I watched as astute knitters highlighted each row of a chart so they could not lose their place, and admired the way they could read a chart both backwards and forwards.  So too, Charles Dana in his first year before the mast, made his berth in the forecastle where he could hear the sailors’ talking and “pick up a great deal of curious and useful information” from “their long yarns and equally long disputes.”   
Indeed, many years later, even though I am equipped with more experience and a handy tablet full of instructional videos, embarking on a new knitting project is still a kind of voyage of discovery and conquest, setting forth on the delicate vessel of the last successful shawl or sock into unknown passages with the hope of finding not only a new garment but an enhanced sense of mastery of the world of knitting. 
Beginnings are often uneventful, with peaceful weather across familiar waters, but inevitably I approach the dreaded collar shaping, the instep decreases, the shoulder shaping, and I’m rounding an unknown cape where the winds are fierce and the charts fail to show how to do the purl-two-together that I’ve never tried before.
Weathering that dangerous territory, working through every narrow passage, winding through the Scylla of dropped stitches and the Charybdis of reversed shaping, sailing safely past the Siren song of easier projects beckoning from the shelves of the yarn shop,  coming into harbor with a finished project feels glorious.  My little craft may be dripping with barnacles, and there may be a dent in the bow from our encounter with the White Whale of Entrelac, but look, there’s the next meeting of my knitting group waving their kerchiefs on the beach to welcome me in from another long, fraught journey on the seas of knitting.  







Sunday, February 24, 2013

Klimt Scarf

Hello everyone!  It's been a long time since my last post, but I am resolved to do better from here on out!

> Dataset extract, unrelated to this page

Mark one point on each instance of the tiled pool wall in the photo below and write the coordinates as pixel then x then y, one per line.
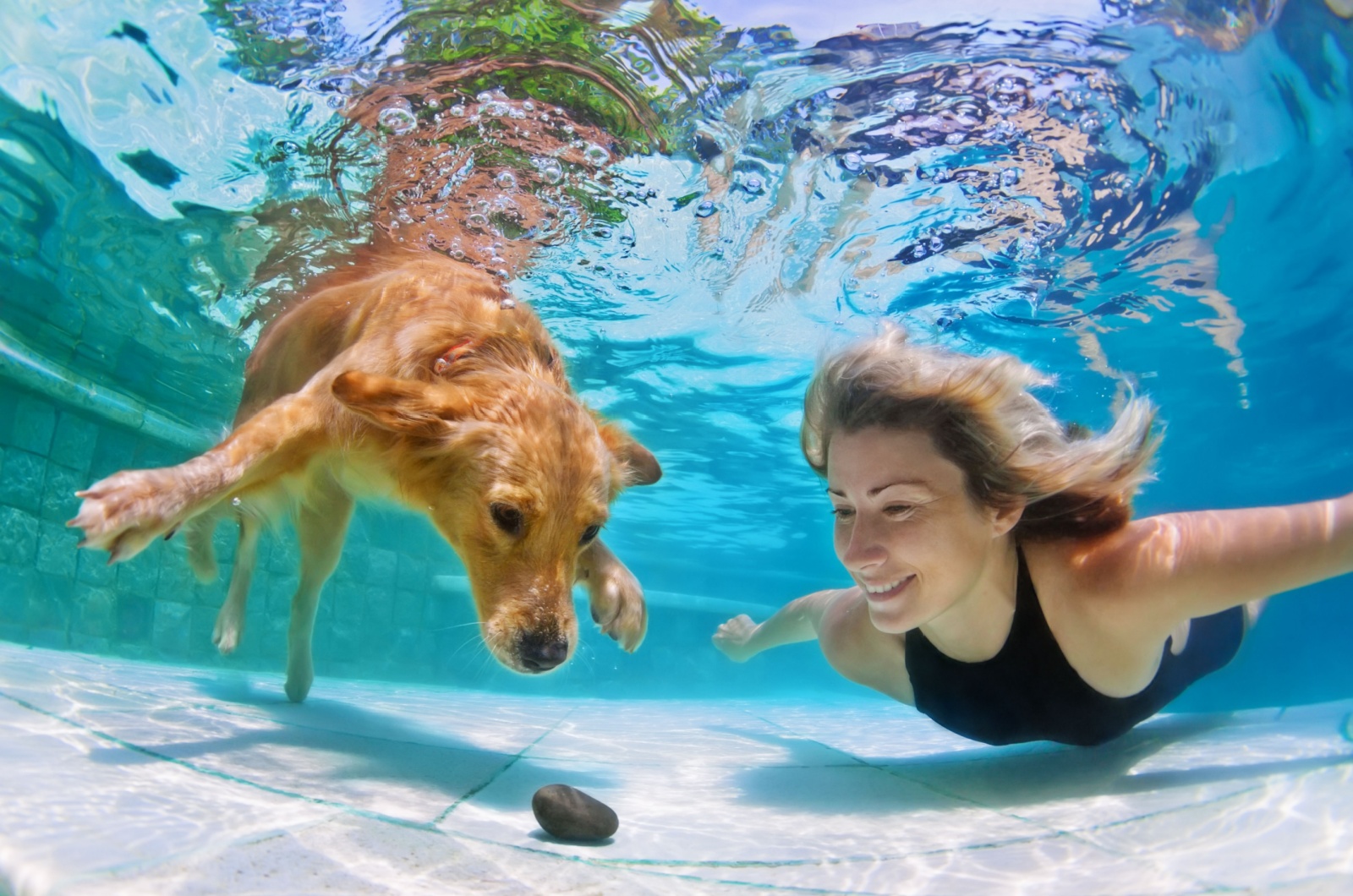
pixel 394 609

In the spirit of the waning days of winter, here's the Klimt Scarf I mentioned in my recent Ravelings for Interweave Knits.  I spun a fine two-ply from a painted roving by Lynne Vogel.  I separated the shades, from deep purple through magenta to gold, and added some two-ply spun from bombyx silk I dyed in gold.  I wanted a graduated look to the scarf, with the gold-coin effect Klimt gets in his paintings by using gold leaf.  (See the postcard in my notebook, above.)

I knit the scarf in the round, using stranded knitting, with Lynne's wool/silk in the background and my gold silk as the pattern, in 5 stitches X 5 row squares.  I began with a provisional cast-on.  My yarn was fine, so I knit on size 0 needles, and the project did take months to complete.  Instead of sewing the scarf's ends together, I crocheted long tassels joining the two sides, then knotted them into a bold fringe.

I gave the scarf to my beautiful sister-in-law who lives in Vienna.  Hope it fits in there!